1-2 Ağustos 1990 gecesi 120 bin asker ve 350 tanktan oluşan Iraklı bir grup Kuveyt'i işgal etti. Saddam'ın kararlılığının Washington'un belirsiz tutumundan kaynaklandığına dair bir versiyon var. Irak lideri ABD'nin müdahale etmeyeceği sonucuna vardı. O dönemde SSCB kendi sorunlarıyla meşguldü, ayrıca o dönemde Moskova ve Washington'un pozisyonları birçok alanda yakınlaşıyordu.


Kuveyt'in işgali

Kuveyt 24 saat içinde işgal edilerek Irak'ın başka bir vilayeti haline getirildi, Emir III. Caber Suudi Arabistan'a kaçtı.

Çeşitli tahminlere göre Kuveyt'in işgalinden bu yana 4 ila 7 bin vatandaşı hayatını kaybetti. 12 bin Kuveytli yakalandı veya kaybedildi.

Yedi ay yedi yıl gibidir; Kuveytliler işgal hakkında böyle söylüyor.

“Hayatımda başıma gelen en kötü şeydi… Her gün “öldük”. Iraklılar her gün evleri kontrol edip birini götürüyordu.

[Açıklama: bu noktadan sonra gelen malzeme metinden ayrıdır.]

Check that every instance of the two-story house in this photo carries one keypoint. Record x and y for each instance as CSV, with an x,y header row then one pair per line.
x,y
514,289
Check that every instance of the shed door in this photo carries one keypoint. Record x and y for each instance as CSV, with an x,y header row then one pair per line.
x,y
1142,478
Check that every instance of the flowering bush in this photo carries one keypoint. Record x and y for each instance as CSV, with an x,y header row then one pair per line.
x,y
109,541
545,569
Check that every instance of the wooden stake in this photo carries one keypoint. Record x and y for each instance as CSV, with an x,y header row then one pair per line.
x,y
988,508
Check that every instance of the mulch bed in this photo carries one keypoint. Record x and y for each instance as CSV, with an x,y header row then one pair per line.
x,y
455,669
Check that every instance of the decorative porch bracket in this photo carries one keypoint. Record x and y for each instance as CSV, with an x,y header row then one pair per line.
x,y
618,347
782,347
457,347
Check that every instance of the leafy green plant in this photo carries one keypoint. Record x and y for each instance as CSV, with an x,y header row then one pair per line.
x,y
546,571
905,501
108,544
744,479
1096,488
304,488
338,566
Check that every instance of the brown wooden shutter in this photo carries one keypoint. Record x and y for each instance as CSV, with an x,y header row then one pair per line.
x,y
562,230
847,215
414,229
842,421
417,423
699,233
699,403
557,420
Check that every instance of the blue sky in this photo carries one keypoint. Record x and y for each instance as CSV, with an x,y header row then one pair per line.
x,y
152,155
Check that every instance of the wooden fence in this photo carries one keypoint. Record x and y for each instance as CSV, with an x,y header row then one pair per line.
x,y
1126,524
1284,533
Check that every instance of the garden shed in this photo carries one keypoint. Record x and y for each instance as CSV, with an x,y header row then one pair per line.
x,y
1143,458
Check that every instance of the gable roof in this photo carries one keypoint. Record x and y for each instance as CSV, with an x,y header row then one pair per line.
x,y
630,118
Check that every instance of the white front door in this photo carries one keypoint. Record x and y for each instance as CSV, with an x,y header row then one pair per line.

Hamile eşim ABD'deydi ve benimle iletişime geçemedi."- Abdel Aziz Bu-Dustour, Kuveyt departmanlarından birinin çalışanı.

Fotoğraf: Burning well, Kuveyt, 1991 AP Fotoğraf/Michael Mipchitz

Kuveytliler kendilerini nasıl Iraklı yapmaya çalıştıklarını unutamıyor: Onları belgelerini, araba numaralarını değiştirmeye ve departmanlarını yeniden adlandırmaya zorladılar.

Kuveyt yağmalandı, Iraklılar ülkeden çıkarabilecekleri her şeyi aldılar: değerli eşyalar, arabalar, giysiler, yiyecekler, ekipmanlar.

Ülke ekonomisine büyük zarar verildi. Geri çekilme sırasında Iraklılar petrol kuyularını ateşe verdi - Kuveyt üzerindeki gökyüzü karardı, nefes almak imkansızdı. Bu, en büyük çevre felaketlerinden biri haline geldi.

Ama en önemlisi ülkede hüküm süren korku atmosferiydi. Binlerce kişi hapse atıldı; Irak'a gönderilmeyenler şanslı sayıldı.

Kuveyt Savaş Esirleri ve Kayıp Kişiler Ulusal Komitesi'nin direktör yardımcısı İbrahim el-Şahin şunları hatırlıyor:

“1990 yılında Kuveyt Kızılayı'nın yönetiminde bir aydan fazla çalıştım. Hatta Irak şubesinin temsilcileriyle görüşmek için Bağdat'a bile gittik. Uluslararası normlar, sözleşmeler var, Cenevre anlaşmaları var, bizim siyasetle hiçbir ilgimiz yok.

Döndükten bir hafta sonra tutuklandık ve An-Naif Sarayı'nda gözaltına alındık. Bir aydan biraz fazla bir süre tutuklu kaldık... İki kez saraydan başka bir yere nakledildik, oradan da yakalanan Kuveytliler Irak'a götürüldü.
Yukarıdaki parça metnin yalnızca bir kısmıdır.